White House national security communications adviser John Kirby said Sunday the United States is looking to set an in-person meeting with Israeli officials in the “next week or so” after a virtual meeting took place this past week.
The meeting comes after Israeli Prime Minister Benjamin Netanyahu canceled an initial plan for an Israeli delegation to travel to the U.S. to meet with counterparts about the operation in Rafah.
“We had a virtual meeting last week. We expect to have an in-person meeting with Israeli counterparts in the next week or so. We’re still narrowing down the schedule,” Kirby said in an interview with CBS News’s Margaret Brennan on “Face the Nation.”
Netanyahu canceled the delegation after the U.S. abstained from a U.N. Security Council resolution calling for a Gaza cease-fire during Ramadan, leading to “a lasting sustainable” cease-fire.
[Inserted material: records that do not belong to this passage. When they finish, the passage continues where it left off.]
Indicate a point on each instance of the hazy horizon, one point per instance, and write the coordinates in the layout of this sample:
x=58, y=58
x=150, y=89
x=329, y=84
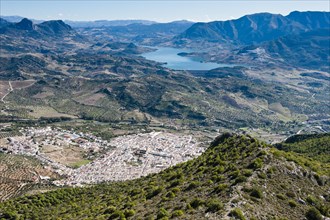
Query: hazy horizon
x=158, y=11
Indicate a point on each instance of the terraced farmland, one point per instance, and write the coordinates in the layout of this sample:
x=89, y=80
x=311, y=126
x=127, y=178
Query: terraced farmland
x=19, y=174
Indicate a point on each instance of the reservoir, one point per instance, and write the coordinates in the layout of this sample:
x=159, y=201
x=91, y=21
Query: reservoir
x=170, y=56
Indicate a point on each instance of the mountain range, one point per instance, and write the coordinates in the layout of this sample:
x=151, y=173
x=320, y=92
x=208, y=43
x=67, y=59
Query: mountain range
x=256, y=28
x=237, y=177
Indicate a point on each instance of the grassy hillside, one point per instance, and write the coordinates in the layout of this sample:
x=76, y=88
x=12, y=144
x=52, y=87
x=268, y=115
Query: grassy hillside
x=316, y=146
x=237, y=176
x=20, y=174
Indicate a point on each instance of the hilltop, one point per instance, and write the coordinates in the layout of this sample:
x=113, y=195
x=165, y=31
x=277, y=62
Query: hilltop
x=237, y=177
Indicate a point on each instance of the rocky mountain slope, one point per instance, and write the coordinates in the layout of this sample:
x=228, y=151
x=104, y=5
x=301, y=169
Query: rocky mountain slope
x=256, y=28
x=237, y=177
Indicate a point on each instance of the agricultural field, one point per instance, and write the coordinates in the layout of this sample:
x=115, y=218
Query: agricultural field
x=19, y=174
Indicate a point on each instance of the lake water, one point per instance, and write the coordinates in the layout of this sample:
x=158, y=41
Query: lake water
x=174, y=61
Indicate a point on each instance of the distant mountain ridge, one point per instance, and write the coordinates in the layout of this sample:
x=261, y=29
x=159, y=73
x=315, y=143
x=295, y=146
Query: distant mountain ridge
x=256, y=28
x=49, y=28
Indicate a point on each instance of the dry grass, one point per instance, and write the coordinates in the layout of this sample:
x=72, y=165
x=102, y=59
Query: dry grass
x=67, y=155
x=45, y=111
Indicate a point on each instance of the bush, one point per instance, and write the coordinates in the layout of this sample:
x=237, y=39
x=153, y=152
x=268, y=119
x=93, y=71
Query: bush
x=313, y=214
x=177, y=213
x=155, y=191
x=129, y=213
x=195, y=203
x=237, y=213
x=162, y=213
x=281, y=196
x=256, y=193
x=193, y=185
x=292, y=203
x=247, y=172
x=240, y=179
x=214, y=205
x=256, y=164
x=221, y=187
x=170, y=195
x=110, y=209
x=117, y=215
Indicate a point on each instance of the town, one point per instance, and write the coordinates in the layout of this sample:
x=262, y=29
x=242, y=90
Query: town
x=125, y=157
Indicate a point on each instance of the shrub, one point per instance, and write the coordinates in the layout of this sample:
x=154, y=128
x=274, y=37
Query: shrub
x=291, y=194
x=110, y=209
x=256, y=164
x=117, y=215
x=214, y=205
x=193, y=185
x=237, y=213
x=221, y=187
x=177, y=213
x=129, y=213
x=255, y=192
x=281, y=196
x=240, y=179
x=195, y=203
x=313, y=214
x=170, y=194
x=247, y=172
x=292, y=203
x=162, y=213
x=155, y=191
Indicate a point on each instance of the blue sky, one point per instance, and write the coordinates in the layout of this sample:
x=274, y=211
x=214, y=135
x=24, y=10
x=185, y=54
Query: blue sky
x=161, y=11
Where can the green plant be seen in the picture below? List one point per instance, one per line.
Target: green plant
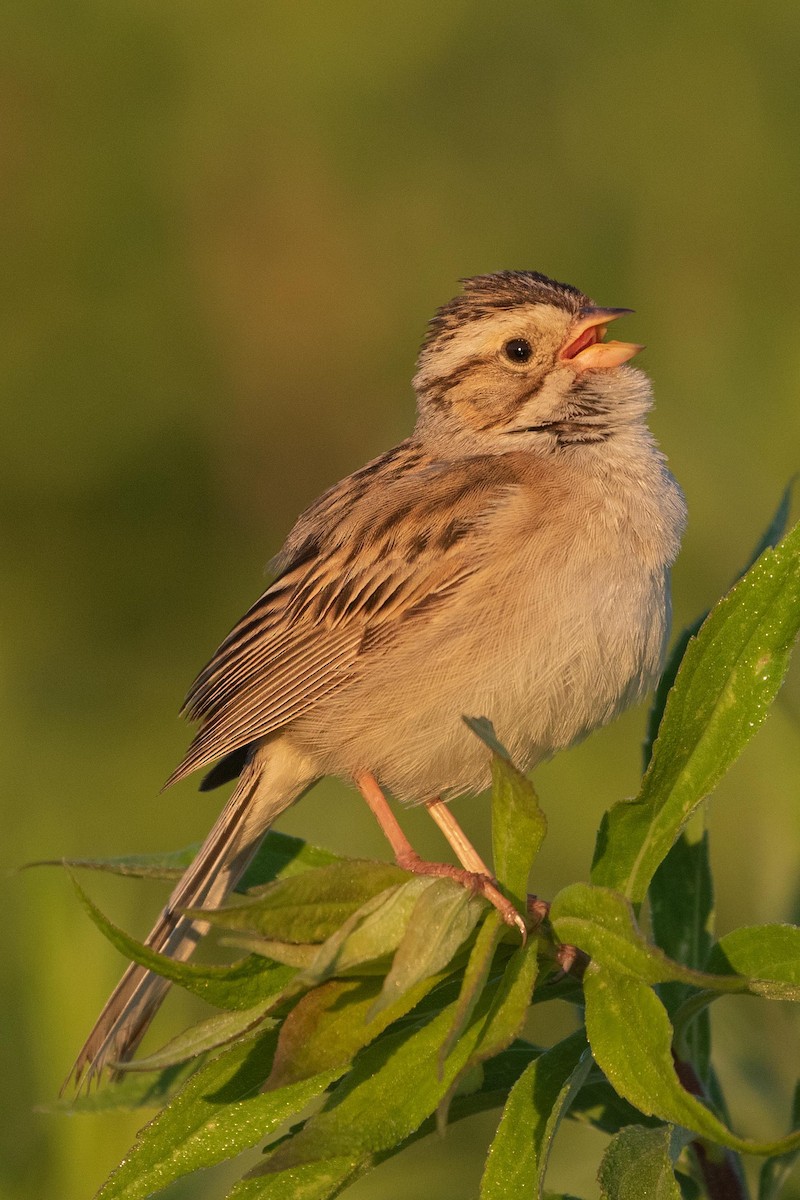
(374, 1006)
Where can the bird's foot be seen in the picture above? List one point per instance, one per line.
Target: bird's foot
(474, 881)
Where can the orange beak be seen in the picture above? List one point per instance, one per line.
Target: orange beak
(585, 348)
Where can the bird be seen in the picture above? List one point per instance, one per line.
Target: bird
(510, 559)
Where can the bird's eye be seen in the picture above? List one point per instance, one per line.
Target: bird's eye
(518, 349)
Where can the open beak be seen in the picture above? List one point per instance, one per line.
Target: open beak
(585, 348)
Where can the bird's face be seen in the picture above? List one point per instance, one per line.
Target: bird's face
(521, 363)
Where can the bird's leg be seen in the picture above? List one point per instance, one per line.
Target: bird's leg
(475, 875)
(462, 846)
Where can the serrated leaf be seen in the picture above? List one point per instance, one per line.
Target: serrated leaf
(216, 1031)
(771, 535)
(239, 985)
(631, 1039)
(440, 922)
(217, 1114)
(518, 825)
(330, 1024)
(638, 1163)
(280, 857)
(518, 828)
(310, 1181)
(517, 1157)
(307, 907)
(392, 1087)
(768, 953)
(681, 917)
(727, 679)
(597, 1104)
(475, 978)
(681, 901)
(504, 1019)
(372, 933)
(601, 923)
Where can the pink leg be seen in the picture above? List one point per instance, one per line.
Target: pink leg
(475, 875)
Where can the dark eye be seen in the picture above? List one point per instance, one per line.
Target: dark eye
(518, 349)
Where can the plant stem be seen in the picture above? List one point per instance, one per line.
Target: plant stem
(721, 1169)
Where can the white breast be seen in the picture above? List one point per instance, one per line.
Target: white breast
(564, 625)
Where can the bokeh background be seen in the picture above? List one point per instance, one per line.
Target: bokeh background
(224, 226)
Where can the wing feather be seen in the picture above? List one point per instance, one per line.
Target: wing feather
(388, 545)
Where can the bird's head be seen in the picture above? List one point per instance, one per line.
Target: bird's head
(518, 361)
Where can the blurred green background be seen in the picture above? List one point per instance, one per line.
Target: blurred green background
(224, 228)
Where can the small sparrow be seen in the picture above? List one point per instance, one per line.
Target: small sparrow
(510, 559)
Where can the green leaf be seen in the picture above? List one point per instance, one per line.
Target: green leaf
(518, 825)
(394, 1086)
(681, 901)
(280, 856)
(728, 677)
(150, 1091)
(307, 907)
(769, 953)
(330, 1024)
(504, 1019)
(775, 1171)
(638, 1163)
(517, 1158)
(771, 535)
(681, 916)
(239, 985)
(631, 1039)
(373, 931)
(217, 1031)
(310, 1181)
(217, 1114)
(597, 1104)
(441, 921)
(475, 978)
(601, 923)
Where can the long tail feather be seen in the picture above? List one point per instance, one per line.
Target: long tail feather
(215, 870)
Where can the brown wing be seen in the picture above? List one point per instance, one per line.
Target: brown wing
(386, 545)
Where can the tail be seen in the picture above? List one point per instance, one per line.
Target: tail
(217, 867)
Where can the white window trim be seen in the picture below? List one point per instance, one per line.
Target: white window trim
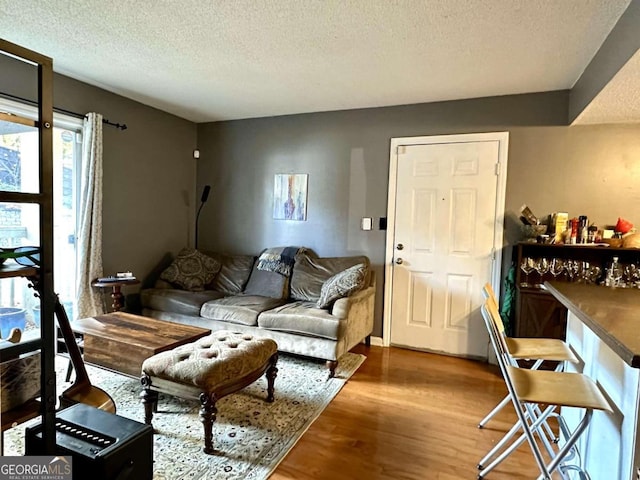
(60, 120)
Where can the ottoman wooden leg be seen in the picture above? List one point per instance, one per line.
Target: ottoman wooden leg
(332, 365)
(208, 412)
(272, 373)
(149, 399)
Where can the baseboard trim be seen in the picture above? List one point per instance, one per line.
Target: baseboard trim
(376, 342)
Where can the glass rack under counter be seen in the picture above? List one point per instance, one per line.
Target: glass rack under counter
(538, 313)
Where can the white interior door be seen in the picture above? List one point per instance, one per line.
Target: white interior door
(444, 243)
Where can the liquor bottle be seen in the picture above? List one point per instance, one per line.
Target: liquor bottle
(613, 277)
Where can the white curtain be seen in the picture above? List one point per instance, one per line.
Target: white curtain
(89, 265)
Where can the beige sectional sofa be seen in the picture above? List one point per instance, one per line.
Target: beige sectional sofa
(244, 297)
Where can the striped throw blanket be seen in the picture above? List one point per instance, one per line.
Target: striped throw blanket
(279, 260)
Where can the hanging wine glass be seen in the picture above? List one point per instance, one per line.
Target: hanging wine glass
(527, 266)
(556, 268)
(542, 267)
(593, 274)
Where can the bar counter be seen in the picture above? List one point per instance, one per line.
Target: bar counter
(612, 313)
(603, 330)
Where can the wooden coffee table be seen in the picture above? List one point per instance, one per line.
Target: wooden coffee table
(121, 341)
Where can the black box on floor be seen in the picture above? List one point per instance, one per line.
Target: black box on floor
(104, 446)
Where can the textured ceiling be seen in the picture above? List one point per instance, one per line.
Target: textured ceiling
(619, 100)
(207, 60)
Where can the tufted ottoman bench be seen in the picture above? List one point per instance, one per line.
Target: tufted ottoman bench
(207, 370)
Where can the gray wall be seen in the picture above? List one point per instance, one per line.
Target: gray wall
(552, 167)
(149, 170)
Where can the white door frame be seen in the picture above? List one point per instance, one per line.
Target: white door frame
(498, 228)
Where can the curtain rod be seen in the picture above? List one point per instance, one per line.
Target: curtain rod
(120, 126)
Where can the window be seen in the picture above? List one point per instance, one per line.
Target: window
(19, 223)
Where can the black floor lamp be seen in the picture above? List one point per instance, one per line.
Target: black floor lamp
(203, 200)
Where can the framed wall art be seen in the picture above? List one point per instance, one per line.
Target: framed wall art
(290, 196)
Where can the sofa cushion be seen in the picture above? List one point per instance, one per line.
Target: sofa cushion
(234, 273)
(342, 284)
(310, 273)
(301, 318)
(176, 301)
(242, 309)
(267, 284)
(191, 270)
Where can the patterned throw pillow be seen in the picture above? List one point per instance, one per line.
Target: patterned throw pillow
(342, 284)
(191, 270)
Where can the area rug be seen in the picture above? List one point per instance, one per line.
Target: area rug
(251, 436)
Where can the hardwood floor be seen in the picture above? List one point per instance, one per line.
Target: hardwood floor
(408, 415)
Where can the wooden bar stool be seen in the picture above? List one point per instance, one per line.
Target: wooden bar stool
(536, 349)
(533, 388)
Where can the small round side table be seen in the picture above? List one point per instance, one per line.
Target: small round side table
(116, 295)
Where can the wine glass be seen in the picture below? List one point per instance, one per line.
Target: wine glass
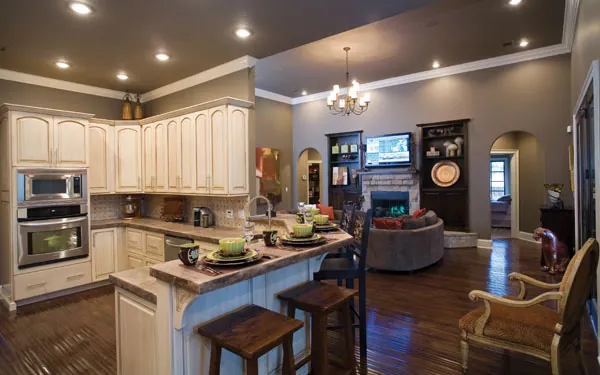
(248, 232)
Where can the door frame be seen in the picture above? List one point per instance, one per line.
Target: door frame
(514, 189)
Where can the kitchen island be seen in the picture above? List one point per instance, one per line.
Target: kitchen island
(188, 296)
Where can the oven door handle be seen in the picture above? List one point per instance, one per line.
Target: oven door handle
(43, 223)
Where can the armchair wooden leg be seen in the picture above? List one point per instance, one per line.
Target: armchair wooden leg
(464, 351)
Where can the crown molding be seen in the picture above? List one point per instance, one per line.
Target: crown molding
(272, 95)
(31, 79)
(233, 66)
(539, 53)
(570, 22)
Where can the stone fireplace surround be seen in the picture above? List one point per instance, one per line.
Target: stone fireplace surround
(404, 180)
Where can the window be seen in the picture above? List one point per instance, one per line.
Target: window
(499, 177)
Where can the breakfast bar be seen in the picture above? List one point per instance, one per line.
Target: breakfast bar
(187, 296)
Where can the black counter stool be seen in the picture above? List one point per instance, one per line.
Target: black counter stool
(251, 332)
(320, 300)
(349, 266)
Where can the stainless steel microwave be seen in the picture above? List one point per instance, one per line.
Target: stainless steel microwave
(51, 185)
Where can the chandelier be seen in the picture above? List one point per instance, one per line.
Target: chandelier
(350, 101)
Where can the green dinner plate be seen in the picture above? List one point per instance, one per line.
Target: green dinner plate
(216, 256)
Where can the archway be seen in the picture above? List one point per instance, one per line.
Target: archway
(310, 176)
(517, 165)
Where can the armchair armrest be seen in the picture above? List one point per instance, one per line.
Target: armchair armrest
(488, 297)
(529, 280)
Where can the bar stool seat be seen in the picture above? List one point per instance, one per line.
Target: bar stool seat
(320, 300)
(251, 332)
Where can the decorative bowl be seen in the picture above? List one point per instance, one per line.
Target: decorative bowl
(302, 230)
(231, 246)
(321, 219)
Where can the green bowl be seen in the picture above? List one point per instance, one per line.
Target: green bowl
(302, 230)
(321, 219)
(231, 246)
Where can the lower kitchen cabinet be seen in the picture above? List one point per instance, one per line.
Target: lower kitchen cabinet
(136, 334)
(104, 253)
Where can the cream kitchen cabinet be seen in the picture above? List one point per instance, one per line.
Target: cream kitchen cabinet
(154, 155)
(128, 158)
(42, 140)
(104, 253)
(101, 175)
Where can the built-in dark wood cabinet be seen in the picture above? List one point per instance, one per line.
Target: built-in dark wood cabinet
(345, 156)
(445, 144)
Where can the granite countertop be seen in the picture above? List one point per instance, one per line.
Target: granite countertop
(212, 235)
(186, 277)
(137, 281)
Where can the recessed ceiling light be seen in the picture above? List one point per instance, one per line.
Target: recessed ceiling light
(162, 56)
(63, 64)
(243, 33)
(80, 8)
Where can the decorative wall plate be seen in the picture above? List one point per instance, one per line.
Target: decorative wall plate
(445, 173)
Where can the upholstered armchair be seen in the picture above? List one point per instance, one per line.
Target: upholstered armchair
(529, 327)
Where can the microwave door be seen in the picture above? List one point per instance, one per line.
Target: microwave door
(45, 241)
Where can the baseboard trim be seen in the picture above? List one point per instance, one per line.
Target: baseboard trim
(484, 244)
(526, 236)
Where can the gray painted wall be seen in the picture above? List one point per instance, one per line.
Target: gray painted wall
(586, 45)
(533, 96)
(39, 96)
(273, 121)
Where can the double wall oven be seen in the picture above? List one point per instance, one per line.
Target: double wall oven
(52, 216)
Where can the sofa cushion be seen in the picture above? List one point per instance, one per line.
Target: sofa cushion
(414, 223)
(390, 224)
(326, 210)
(430, 217)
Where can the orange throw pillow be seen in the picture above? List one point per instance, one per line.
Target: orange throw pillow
(419, 213)
(326, 210)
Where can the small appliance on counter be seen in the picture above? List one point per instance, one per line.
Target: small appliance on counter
(131, 208)
(207, 218)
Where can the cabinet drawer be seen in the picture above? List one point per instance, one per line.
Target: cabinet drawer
(48, 281)
(134, 240)
(134, 261)
(155, 246)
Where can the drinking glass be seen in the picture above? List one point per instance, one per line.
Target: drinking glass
(248, 232)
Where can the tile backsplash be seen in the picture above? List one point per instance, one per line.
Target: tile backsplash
(152, 205)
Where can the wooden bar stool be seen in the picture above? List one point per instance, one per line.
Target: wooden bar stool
(251, 332)
(320, 300)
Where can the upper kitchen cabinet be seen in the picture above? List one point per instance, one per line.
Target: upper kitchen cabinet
(43, 137)
(128, 158)
(101, 175)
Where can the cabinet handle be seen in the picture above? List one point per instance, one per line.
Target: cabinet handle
(75, 276)
(38, 285)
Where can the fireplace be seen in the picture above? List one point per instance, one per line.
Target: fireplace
(390, 203)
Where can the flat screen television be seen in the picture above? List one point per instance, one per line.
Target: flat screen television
(390, 150)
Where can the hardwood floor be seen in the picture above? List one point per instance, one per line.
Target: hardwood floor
(412, 322)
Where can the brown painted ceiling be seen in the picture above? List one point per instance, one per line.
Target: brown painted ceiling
(198, 34)
(451, 31)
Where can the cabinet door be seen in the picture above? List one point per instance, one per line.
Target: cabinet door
(203, 152)
(33, 140)
(148, 158)
(238, 150)
(102, 164)
(104, 251)
(219, 171)
(129, 165)
(173, 155)
(136, 337)
(187, 154)
(71, 142)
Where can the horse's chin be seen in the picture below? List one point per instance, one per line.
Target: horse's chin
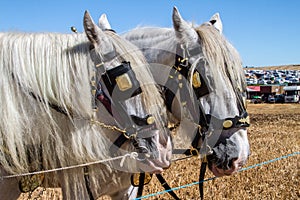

The resolution also demanded the “immediate and unconditional release of all hostages.”
Israeli and U.S. officials subsequently held a virtual meeting this past week, and a U.S. official said at the time, “We anticipate follow up meetings in person following additional work by expert teams.”
On Sunday, Kirby referenced the plan for the forthcoming meeting, saying, “We hope to be able to present in more detail, our thinking, some of our alternatives, the kinds of things that we want them to learn from our own experiences, about how to do operations of this regard.”
When Israeli officials canceled the planned delegation to the U.S., Kirby responded at the time by saying the White House was “perplexed” by that decision. He said the White House’s abstention to the U.N. resolution was not a shift in its policy.
“A couple of points that need to be stated and in fact, restated. No. 1, it’s a nonbinding resolution. So, there’s no impact at all on Israel and Israel’s ability to continue to go after Hamas,” Kirby said at the time. “No. 2 … it does not represent a change at all in our policy. It’s very consistent with everything that we’ve been saying we want to get done here. And, we get to decide what our policy is.”
“The prime minister’s office seems to be indicating through public statements that we somehow changed here. We haven’t, and we get to decide what our policy is. It seems like the prime minister’s office is choosing to create a perception of daylight here when they don’t need to do that,” he added.